The fierce fighting aside, the setting couldn’t be more peaceful and scenic: the village lies snug between mountain and sea, cascading waterfalls high above us ensuring the lushness of the valley in spite of the summer heat. In the bay, a small Viking ship lies at anchor. When a bald eagle suddenly glides majestically past the village – hounded and completely unperturbed by seagulls – it really feels as if we’re transported 1,000 years back in time.

Next stop: Newfoundland.

After we have had our fill we set out on a ship on the fjord – not on a drakkar bound for Vinland or Miklagård, but a ferry that will take us to nearby Flåm. This is the best way to see the fjords, as the sheer walls towering above you on both sides really drive home how grandiose nature is, and how insignificant we are. There’s a railway from Flåm that is considered one of the most beautiful in the world, but after a full day of Viking fun plus two hours on the boat neither one of us is in shape for more adventuring, so that particular experience will have to wait for next time.

Notice the house on top…

The next day we start our journey south again, driving along, over and through many a majestic mountain range before finally following the Numedalslågen river, where we stumble across a whitewater rafting opportunity in Dageli that proves a huge success with the kids. The water levels are too low, honestly, so parts of it feels slow to me, but the wee ones love it, and it is exciting occasionally, so maybe it’s as good an initiation to this kind of adventuring as they can get. They paddle along like champs, taking the helmsman’s calls of “forwards”, “backwards” and “brace” very seriously, like the Vikings they are. The two hours on the river plus the ever-present heat take their toll, however, so when we stop at an inn soon afterwards to have late lunch/early dinner and it turns out they have a room, we gladly accept.

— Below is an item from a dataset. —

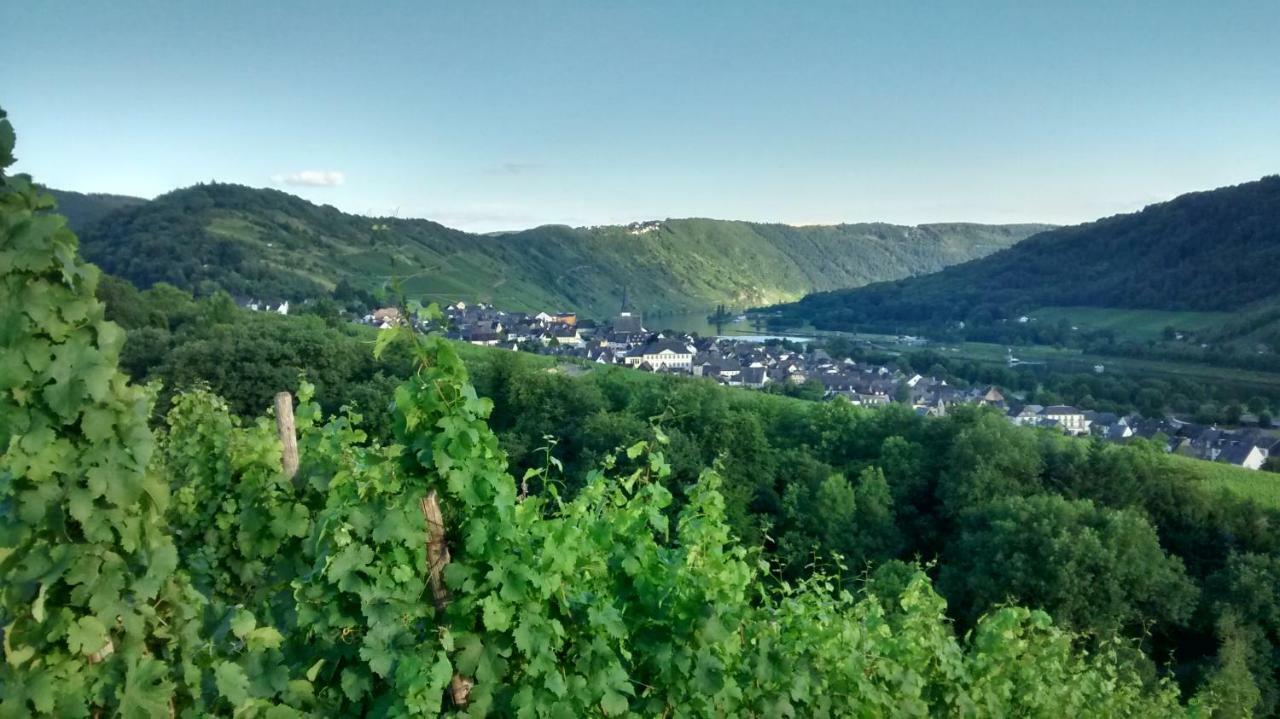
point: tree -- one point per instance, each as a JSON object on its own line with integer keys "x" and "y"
{"x": 1091, "y": 568}
{"x": 1233, "y": 412}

I had planned to drive for another hour and then find another hytte, but clean sheets and a warm shower and a dip in the river late at night turns out to be exactly what everyone needed. There’s another unexpected bonus to this choice of lodging: at breakfast the next day the inn keeper asks if we are taking the trolley. Turns out this isn’t a reference to the Norwegians’ much beloved trolls – there’s a disused old railway right next door, and the inn lets trolleys to tourists.

Trolls and trolleys.

Off we go, cycling along the railway this perfect summer day, past twee station houses, high above forest lakes and through pitch black tunnels. It’s a perfect mini adventure, and in a way it illustrates what I hoped for with this road trip – by not planning everything in great detail we allow the surprises we encounter along the way to be that much greater.

And so we drive back to Sweden. We arrive at Glaskogen nature reserve later than I had envisaged, but the kids are amazingly resilient, and we get a wonderful stuga right between two forest lakes, the dark, still waters of one overflowing into the other right at our front porch. It’s got a pump to draw water from the well, an outdoor privy and a wooden stove for heating (that we neither need nor are allowed to use because of the heat wave and subsequent risk of wildfires), and it’s the perfect end to a perfect holiday. As I sit and watch the sun set over the lake where the kids are still playing late at night, a cool, overly expensive Norwegian beer in my hand, I reflect that this kind of family time beats package tours ten times out of ten in my book. Tomorrow we will drive back to my parents and hang out with cousins, and that will be fun, too, but this is prime quality family bonding time, right here, the Norse way.